Un musicien tel que M. Auber, un maître dont aux yeux de l’Europe l’école française s’honore depuis près de quarante ans, l’auteur de la Muette, ne saurait produire une œuvre de cette dimension sans y marquer cependant çà et là l’empreinte de son individualité. Isis, Osiris et Bocchoris à part, et dès que vous consentez à laisser de côté l’intelligence de la grandeur d’un pareil sujet, qu’un génie de plus haute portée, Meyerbeer par exemple, eût voulu aborder sérieusement et de front, il est impossible de ne pas reconnaître ces qualités d’élégance et de distinction dans le tissu harmonique, cet art merveilleux des accompagnemens, et dans la combinaison sonore de tant de paillettes mélodieuses cette science exquise et toujours accessible, qui sont comme autant d’attributs inaliénables du talent de M. Auber. Sans doute la romance du vieux Ruben, au second acte, ne manque pas d’un certain pathétique ; les adieux de Jepthèle, au premier, ont une grace douce et mélancolique : tout cela est charmant, je l’avoue, mais déplacé. L’élévation elle-même de ce style, si haut qu’elle puisse atteindre, ne monte jamais au-delà de l’expression d’un sentiment d’opéra-comique. Je citerai tels couplets que chante Azaël, et qu’on croirait tirés de la Part du Diable. Au lieu de ce petit monde si coquet, si fleuri, si pomponné de Tircis et de Cidalises, vous imaginez-vous Watteau peignant les mystères de la théogonie égyptienne ! L’enchantement de la palette y sera ; mais qui prendra la chose au sérieux ? Personne ; je me trompe, lui peut-être.
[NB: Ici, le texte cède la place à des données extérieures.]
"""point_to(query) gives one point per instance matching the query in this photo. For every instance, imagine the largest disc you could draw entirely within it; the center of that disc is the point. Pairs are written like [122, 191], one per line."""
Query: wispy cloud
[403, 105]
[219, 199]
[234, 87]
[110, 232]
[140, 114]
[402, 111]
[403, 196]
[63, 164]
Musique de vieillard, disait-on autour de moi : erreur ! Citerait-on beaucoup de vieillards capables d’écrire cette bacchanale du troisième acte, et ces inépuisables airs de danse dont la chaîne ne finit pas ; ces ballets où tant de verve éclate, une inspiration épuisée par l’âge les eût-elle produits ? Ce que je reproche au contraire à cette musique, c’est son intempestive jeunesse et sa tapageuse surexcitation ; ce que je lui reproche, c’est son entrain de bal masqué. Musard dans le sanctuaire d’Isis, l’idée peut avoir du piquant ; mais j’eusse mieux aimé pour M. Auber et pour sa gloire qu’il en eût laissé à M. Scribe seul le mérite de l’exécution. — Remarquerai-je encore la puérilité de certains moyens mis en œuvre pour provoquer les frémissemens du parterre : ces jeux d’harmonica qui, à la seule annonce d’un troupeau qui rentre, se mettent à vibrer dans l’orchestre, cet ophycléide dérisoire beuglant au beau milieu d’une marche sacerdotale comme pour vous ôter toute illusion sur la gravité de la scène et vous dire en si double bémol : Ce n’est pas le bœuf Apis qui passe, vous vous trompez, bonnes gens, c’est le bœuf gras !

Étrange et singulier contraste ! Tandis que poète et musicien semblaient se donner le mot pour travestir et parodier le sujet de leur composition, le décorateur seul prenait à cœur sa tâche et l’exécutait avec un sentiment de conviction.